Many Republicans have lamented the hefty price tags of relief proposals, but they are unlikely to gain control of the House in the November election, so a second Trump administration would still have to deal with at least one house of Congress in Democratic hands. Trump has signaled on multiple occasions that he is open to another package of pandemic stimulus.

Congress decides

“Those decisions don’t rest solely on the new administration, whether it be President Trump or Mr. Biden,” Beth Ann Bovino, chief U.S. economist for S&P Global Ratings, said in an interview. “The makeup of Congress, whether it be a unified majority in the same party as the president or a split Congress, will be a big factor when determining the president’s first move and his next.”

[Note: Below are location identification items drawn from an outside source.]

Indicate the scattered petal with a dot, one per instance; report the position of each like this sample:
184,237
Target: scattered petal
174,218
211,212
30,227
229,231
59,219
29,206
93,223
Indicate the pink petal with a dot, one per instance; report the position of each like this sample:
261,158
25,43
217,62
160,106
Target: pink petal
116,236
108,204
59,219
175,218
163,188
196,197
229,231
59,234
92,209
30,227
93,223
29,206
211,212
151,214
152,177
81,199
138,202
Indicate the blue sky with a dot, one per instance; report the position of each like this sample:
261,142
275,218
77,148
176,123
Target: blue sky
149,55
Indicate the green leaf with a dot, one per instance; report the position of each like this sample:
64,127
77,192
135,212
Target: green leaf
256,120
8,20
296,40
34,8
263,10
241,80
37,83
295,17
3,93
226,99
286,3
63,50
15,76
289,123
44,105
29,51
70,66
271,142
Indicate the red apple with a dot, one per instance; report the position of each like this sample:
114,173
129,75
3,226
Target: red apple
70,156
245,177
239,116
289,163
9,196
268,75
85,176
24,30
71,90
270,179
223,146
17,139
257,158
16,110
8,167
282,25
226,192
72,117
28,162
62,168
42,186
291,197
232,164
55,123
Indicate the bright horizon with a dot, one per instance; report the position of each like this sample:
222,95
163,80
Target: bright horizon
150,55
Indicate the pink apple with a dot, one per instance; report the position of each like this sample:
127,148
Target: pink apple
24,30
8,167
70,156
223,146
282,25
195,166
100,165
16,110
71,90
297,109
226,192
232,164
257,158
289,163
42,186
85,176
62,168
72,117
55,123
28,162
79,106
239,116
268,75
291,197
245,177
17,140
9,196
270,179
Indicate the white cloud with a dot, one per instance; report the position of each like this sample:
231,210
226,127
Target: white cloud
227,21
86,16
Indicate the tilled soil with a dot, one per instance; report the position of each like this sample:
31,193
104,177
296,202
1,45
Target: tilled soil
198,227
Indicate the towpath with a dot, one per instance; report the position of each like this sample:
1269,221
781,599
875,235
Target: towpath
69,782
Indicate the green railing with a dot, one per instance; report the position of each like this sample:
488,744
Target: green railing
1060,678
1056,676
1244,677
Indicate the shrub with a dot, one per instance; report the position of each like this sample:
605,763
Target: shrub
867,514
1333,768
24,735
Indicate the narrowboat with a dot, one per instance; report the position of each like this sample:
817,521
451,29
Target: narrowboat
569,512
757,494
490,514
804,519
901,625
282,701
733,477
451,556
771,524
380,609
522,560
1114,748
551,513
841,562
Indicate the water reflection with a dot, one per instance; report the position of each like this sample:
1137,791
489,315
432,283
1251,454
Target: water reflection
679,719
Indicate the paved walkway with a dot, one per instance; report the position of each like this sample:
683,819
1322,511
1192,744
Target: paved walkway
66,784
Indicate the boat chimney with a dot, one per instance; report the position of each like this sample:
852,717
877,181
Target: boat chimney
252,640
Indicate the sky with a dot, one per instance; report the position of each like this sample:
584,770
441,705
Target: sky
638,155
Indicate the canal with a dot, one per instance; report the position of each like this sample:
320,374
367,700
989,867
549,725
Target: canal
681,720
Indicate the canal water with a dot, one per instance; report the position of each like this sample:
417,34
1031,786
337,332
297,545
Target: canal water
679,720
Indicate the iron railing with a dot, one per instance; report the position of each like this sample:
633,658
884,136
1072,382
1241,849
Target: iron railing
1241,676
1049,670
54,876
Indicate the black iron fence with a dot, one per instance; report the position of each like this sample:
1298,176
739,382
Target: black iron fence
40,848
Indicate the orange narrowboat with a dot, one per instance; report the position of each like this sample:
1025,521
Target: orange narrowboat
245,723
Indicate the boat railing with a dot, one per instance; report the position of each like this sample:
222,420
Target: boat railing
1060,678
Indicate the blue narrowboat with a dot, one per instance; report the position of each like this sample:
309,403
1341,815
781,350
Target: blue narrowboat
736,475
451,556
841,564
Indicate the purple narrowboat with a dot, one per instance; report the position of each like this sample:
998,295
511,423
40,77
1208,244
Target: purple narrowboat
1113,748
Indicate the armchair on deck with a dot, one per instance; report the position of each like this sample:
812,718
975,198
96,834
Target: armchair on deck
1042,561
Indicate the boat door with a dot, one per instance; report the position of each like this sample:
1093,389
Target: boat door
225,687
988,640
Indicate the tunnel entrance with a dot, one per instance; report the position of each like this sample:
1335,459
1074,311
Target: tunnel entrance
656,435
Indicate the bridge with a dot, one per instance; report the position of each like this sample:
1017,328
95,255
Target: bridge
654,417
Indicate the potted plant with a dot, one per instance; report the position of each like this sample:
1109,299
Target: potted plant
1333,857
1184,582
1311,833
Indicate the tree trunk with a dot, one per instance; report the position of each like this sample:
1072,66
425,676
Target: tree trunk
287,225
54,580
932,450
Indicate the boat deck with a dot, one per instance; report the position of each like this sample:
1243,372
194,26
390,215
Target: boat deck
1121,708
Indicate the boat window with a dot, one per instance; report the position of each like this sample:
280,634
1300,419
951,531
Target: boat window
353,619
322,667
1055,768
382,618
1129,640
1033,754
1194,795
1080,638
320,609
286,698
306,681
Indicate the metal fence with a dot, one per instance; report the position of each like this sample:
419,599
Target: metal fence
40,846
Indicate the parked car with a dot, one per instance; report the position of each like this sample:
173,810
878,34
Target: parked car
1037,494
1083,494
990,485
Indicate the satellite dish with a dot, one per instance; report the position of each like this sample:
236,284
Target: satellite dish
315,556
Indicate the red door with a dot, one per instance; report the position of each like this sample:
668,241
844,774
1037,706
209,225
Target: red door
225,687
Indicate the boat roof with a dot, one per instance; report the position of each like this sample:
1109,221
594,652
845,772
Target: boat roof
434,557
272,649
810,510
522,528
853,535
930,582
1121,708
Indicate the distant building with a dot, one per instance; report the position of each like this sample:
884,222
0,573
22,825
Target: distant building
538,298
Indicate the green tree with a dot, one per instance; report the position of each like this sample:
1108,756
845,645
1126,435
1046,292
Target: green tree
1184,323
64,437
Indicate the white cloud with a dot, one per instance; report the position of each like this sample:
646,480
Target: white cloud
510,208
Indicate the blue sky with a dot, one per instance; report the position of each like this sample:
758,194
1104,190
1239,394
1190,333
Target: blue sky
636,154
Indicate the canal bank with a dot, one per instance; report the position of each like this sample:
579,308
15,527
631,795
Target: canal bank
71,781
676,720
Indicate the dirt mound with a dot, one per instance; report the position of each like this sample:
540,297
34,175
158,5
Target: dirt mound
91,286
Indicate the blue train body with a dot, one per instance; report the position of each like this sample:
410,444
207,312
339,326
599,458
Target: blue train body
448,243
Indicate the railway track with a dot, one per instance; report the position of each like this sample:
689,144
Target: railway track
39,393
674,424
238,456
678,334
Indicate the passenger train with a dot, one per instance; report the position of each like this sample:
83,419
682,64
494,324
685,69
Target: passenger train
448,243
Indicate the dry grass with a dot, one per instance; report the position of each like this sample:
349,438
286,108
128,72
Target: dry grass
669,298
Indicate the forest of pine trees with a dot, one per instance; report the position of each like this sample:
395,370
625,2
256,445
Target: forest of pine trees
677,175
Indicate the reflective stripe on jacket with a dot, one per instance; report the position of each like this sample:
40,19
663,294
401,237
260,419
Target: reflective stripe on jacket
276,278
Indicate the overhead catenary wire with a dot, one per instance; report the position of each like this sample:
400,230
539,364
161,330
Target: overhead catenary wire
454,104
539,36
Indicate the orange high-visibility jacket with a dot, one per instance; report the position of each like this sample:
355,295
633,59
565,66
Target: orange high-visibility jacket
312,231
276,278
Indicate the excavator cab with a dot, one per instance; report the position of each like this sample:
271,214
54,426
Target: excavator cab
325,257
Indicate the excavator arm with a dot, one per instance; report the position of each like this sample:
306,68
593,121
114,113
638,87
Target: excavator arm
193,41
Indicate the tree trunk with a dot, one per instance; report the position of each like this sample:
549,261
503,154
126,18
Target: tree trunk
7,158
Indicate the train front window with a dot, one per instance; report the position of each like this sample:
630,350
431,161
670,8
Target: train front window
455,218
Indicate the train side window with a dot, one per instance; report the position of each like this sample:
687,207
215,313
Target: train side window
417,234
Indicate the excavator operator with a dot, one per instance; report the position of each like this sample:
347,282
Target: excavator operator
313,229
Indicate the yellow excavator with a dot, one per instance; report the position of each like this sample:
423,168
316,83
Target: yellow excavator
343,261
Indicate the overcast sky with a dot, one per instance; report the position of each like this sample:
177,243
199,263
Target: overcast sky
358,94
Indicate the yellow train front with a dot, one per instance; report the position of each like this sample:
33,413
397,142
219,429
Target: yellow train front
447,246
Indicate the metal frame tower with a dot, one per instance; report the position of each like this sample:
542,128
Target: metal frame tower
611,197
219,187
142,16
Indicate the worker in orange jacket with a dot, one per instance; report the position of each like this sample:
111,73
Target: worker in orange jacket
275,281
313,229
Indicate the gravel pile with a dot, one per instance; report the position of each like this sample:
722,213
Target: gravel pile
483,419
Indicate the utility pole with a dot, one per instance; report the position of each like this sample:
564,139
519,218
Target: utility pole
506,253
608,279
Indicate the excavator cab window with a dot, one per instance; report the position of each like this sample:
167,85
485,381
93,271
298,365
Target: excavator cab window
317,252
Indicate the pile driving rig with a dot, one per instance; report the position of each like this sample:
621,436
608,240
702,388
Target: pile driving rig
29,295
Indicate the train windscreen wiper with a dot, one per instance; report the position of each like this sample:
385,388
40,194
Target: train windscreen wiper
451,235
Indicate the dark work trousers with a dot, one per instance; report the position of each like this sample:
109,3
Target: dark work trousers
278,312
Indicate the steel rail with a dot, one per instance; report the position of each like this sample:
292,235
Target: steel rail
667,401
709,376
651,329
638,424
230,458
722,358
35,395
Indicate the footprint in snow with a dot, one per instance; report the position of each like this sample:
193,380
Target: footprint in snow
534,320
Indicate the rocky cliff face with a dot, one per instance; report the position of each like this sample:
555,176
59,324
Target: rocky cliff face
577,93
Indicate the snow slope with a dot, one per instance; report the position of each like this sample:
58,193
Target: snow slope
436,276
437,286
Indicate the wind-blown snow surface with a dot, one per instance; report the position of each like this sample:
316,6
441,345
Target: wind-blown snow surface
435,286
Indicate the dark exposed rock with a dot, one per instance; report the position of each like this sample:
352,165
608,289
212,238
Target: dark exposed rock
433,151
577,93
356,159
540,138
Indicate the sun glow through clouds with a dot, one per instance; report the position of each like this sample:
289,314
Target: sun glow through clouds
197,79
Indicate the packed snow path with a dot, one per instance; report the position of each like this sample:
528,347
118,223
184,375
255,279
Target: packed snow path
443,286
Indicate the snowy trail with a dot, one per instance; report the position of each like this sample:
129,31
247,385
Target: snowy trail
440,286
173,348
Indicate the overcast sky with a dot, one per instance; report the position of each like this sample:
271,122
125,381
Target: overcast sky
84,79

For Republicans, that could be infrastructure spending. The Trump administration has already introduced two infrastructure plans at $1.5 trillion and $2 trillion, respectively, and some analysts say there is a chance of such a bill’s consideration amid growing bipartisan support for digital and physical infrastructure improvements. The combination of these spending measures and tax cuts would likely increase the rate of economic growth, and Pugliese does not see the deficit rising above $3.5 trillion in 2021, barring a “drastic” change in COVID-19 levels that would force greater relief.

It is not clear which party’s platform will be harder on the federal budget, but the U.S. is fortunate that the rapid rise in debt has not yet triggered an increase in borrowing costs.

“Deficits may indeed come to matter someday,” said Carl Tannenbaum, chief economist for fund manager Northern Trust. “Our elected officials must do more to ensure that day never comes.”